A nanoring is a cyclic nanostructure with a thickness small enough to be on the nanoscale (10^{−9} meters). Note that this definition allows the diameter of the ring to be larger than the nanoscale.

== Overview and history==
The first nanorings were made of gallium nitride in 2001.

Nanorings have been prepared from zinc oxide and cyclo-para-phenylenes as well as porphyrins.

Although nanorings may have a diameter on the nanoscale, many of these materials have diameters that are larger than 100 nm, with many nanorings having a diameter on the microscale (10^{−6} meters). As such, nanorings are considered to be members of a sub-class of nanomaterials called one-dimensional (1-D) nanomaterials. These are nanomaterials in which one of the three physical dimensions in a single unit of the material is on a length scale greater than the nanoscale. Other examples of one-dimensional nanomaterials are nanowires, nanobelts, nanotubes, and nanosheets.

=== Mechanical ===
As with other nanomaterials, nanorings exhibit quantized phenomena.
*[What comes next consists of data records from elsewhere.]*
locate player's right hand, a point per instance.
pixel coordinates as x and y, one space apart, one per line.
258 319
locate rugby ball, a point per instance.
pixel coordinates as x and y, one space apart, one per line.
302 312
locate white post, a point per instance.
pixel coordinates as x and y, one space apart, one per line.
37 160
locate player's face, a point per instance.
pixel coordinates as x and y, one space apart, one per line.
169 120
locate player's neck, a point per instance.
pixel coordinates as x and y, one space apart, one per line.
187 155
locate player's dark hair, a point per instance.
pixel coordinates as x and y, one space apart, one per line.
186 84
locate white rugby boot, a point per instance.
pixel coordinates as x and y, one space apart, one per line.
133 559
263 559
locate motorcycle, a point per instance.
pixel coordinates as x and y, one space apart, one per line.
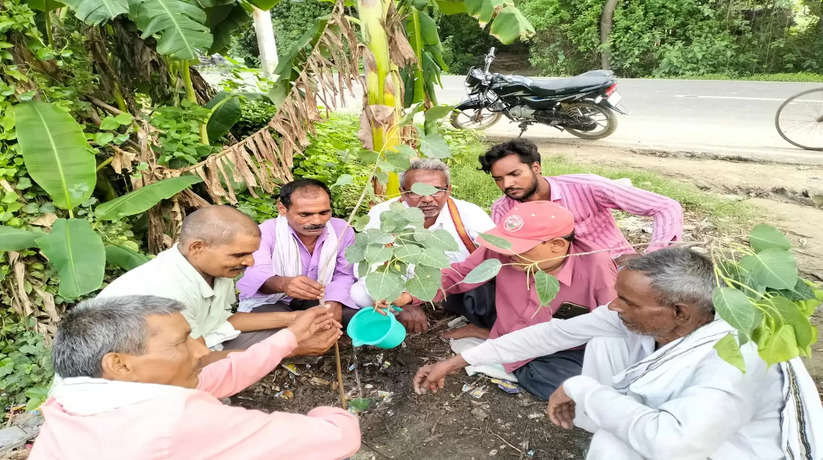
584 105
ZnO nanorings made from the spontaneous folding of a single nanobelt crystal can be extensively mechanically manipulated without breaking or fracturing, giving them a unique mechanical advantage over other classes of ZnO nanostructures.

== Synthesis ==
Generally, nanorings are synthesized using a bottom-up approach, as top-down syntheses are limited by the entropic barriers presented by these materials. Currently, the number of different synthetic techniques used to make these particles is almost as diverse as the number of different types of nanorings themselves. One common method for synthesizing nanorings involves first synthesizing nanobelts or nanowires with an uneven charge distribution focused on the edges of the material. If these criteria are met, these particles may naturally self-assemble into ring structures such that Coulomb repulsion forces are minimized within the resulting crystal.

They cannot be grown on discrete crystal growth sites and thus, cannot be synthesized on a substrate with any crystallographic predictability. Therefore, nanorings are most commonly synthesized aqueously by creating entropically unique conditions which induce spontaneous nanoring self-assembly.

Other approaches for nanoring synthesis include the assembly of a nanoring around a small seed particle which is later removed or the expansion and twisting of porphyrin-like structures into a hollow nanoring structure.